Compare large dataset query performance using different approaches in Hibernate.
Blake Caldwell
http://blakecaldwell.net
This is a simple Maven Spring project that creates an in-memory HSQLDB database, populates it 500,000 records, and then uses several Hibernate query strategies to fetch every one, and report on their average execution times.
-
Using a JpaRepository interface's findAll method to return a list of attached Hibernate entities.
-
Using Hibernate's StatelessSession interface to return a list of detached Hibernate entities.
-
Selecting the specific fields of the entity, using Hibernate to return a simple List<Object[]>, and then manually converting that list to a list of detached entities (as DTOs, basically).
-
Selecting the specific fields of the entity, then using Hibernate's AliasToBeanResultTransformer to build a list of detached entities (as DTOs, basically).

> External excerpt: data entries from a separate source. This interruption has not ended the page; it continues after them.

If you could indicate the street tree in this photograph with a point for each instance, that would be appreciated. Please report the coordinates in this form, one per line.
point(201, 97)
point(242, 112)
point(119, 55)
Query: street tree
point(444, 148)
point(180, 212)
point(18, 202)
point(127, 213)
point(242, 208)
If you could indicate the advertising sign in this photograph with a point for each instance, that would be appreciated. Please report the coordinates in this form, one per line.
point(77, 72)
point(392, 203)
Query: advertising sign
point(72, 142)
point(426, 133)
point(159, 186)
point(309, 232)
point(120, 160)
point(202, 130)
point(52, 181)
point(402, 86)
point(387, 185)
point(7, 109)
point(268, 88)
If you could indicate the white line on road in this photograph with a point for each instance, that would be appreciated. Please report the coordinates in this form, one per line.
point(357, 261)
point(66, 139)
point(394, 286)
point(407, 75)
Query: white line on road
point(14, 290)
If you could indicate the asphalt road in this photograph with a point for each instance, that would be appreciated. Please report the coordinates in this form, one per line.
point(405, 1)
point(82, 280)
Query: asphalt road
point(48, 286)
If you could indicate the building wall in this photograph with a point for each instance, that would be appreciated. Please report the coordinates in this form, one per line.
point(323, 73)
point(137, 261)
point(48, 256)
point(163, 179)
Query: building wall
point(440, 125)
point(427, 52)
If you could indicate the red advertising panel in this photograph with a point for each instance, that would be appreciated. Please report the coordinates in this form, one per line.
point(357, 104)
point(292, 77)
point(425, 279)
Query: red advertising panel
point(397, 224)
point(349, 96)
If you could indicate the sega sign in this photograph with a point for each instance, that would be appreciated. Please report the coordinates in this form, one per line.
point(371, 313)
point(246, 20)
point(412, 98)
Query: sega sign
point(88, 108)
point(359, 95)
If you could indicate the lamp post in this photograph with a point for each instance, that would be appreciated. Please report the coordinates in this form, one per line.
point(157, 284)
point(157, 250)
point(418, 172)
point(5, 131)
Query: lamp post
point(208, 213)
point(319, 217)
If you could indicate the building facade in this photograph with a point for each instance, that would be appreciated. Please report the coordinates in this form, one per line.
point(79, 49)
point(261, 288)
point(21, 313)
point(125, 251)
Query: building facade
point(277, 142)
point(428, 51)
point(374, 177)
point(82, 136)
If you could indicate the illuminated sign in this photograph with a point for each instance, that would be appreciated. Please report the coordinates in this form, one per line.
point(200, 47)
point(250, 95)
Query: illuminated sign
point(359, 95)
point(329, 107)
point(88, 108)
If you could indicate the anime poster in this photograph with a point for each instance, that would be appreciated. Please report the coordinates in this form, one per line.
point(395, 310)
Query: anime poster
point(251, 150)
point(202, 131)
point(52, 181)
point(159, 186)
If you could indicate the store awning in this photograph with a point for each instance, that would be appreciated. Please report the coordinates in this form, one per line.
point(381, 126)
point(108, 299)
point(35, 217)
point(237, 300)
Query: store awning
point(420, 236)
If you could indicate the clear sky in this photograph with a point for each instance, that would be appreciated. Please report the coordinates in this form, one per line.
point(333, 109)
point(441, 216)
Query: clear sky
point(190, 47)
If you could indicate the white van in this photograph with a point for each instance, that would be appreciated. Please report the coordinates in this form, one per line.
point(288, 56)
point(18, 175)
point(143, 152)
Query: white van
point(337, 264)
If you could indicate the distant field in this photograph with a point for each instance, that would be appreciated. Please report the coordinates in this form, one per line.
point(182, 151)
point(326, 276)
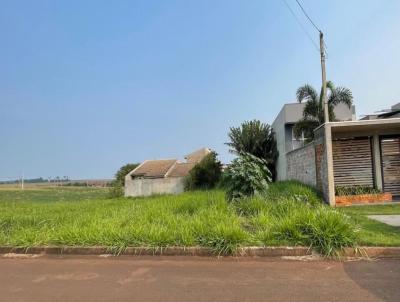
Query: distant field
point(50, 194)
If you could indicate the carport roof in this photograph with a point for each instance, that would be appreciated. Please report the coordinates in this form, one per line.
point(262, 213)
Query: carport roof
point(381, 125)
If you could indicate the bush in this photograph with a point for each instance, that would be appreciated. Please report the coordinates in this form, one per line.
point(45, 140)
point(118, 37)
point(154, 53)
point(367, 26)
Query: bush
point(256, 138)
point(248, 175)
point(206, 174)
point(117, 186)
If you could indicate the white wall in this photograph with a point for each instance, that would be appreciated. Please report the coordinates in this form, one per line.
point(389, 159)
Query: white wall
point(147, 187)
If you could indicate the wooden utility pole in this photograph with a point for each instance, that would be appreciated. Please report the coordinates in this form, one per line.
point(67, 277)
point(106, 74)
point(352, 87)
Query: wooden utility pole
point(324, 96)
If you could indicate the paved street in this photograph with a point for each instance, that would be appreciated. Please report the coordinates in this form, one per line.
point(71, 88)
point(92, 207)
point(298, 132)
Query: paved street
point(196, 279)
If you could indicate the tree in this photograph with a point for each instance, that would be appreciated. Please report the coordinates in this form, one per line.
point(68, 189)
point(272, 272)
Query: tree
point(246, 176)
point(313, 112)
point(206, 174)
point(256, 138)
point(117, 186)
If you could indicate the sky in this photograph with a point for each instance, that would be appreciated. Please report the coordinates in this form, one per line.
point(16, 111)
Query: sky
point(87, 86)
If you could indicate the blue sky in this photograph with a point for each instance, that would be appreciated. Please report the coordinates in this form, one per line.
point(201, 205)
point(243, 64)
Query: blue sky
point(86, 86)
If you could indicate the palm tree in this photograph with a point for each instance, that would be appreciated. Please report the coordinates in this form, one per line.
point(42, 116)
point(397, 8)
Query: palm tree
point(313, 112)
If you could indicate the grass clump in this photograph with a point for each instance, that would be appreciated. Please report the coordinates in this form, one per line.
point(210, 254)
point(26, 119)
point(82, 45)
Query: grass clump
point(287, 214)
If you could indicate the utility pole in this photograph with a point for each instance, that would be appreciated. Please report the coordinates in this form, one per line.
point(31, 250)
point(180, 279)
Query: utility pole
point(324, 96)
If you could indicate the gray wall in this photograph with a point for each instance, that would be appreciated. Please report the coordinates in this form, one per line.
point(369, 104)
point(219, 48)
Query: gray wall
point(301, 165)
point(282, 125)
point(146, 186)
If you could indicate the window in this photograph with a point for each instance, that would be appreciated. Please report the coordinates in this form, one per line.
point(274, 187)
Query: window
point(298, 142)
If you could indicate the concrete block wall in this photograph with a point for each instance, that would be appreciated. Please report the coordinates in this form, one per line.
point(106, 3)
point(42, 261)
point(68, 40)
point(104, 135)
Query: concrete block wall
point(321, 163)
point(301, 165)
point(147, 187)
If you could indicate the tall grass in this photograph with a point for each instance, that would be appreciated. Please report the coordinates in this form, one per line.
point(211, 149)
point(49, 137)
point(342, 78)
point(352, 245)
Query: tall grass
point(289, 214)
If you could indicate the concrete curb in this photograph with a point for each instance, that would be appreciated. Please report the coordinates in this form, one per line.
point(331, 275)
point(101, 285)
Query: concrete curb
point(360, 252)
point(167, 251)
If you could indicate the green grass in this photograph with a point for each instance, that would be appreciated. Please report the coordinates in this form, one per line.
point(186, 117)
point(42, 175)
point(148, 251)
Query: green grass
point(290, 214)
point(372, 232)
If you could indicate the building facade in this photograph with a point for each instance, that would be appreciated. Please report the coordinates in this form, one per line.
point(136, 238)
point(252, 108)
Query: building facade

By default, the database is loaded with 500,000 records, and each test is repeated in its own transaction 10 times. You can change both of these values in src/main/resources/application.properties.
This big of a database does take up over 256MB of memory, so you might have to increase your heap space. If you run the tests from Maven, you should be fine, since I increase it in the plugin's settings.
Download the sample project and run the following command from inside its directory:
mvn clean test
The test might take several minutes to run. At the end, the test will output the results.
The results are listed slowest to fastest:
---------------------------
Testing JpaRepository query
Total # of runs: 10
JpaRepository avg time: 1073.5ms
---------------------------
Testing stateless session query
Total # of runs: 10
Stateless Session avg time: 818.5ms
---------------------------
Testing RowData query
Total # of runs: 10
RowData avg time: 317.7ms
---------------------------
Testing ResultTransformer query
Total # of runs: 10
ResultTransformer avg time: 311.9ms
The individual times will vary on different systems - the relative performance is what's important.
The StatelessSession query was a little more efficient than returning attached entities, but still pretty slow for this big query. The AliasToBeanResultTransformer and my custom List<Object[]> -> DTO approaches tied as the best performers. I was hoping for this result, but worried that the reflective nature of AliasToBeanResultTransformer might have introduced some overhead. It did not.
I tried being as careful as I could with these tests:
- took the average of several test runs
- turned off Hibernate's second-level cache
- turned off Hibernate's query cache
- cleared the entity manager before each run
- ran each test in its own transaction
- ignored the first query in the transaction as to avoid any initial performance hit from opening it
I encourage you to download the project, take a look at the code, and try it out for yourself. If you see any issues with my methodology, please let me know, and I'll correct for it.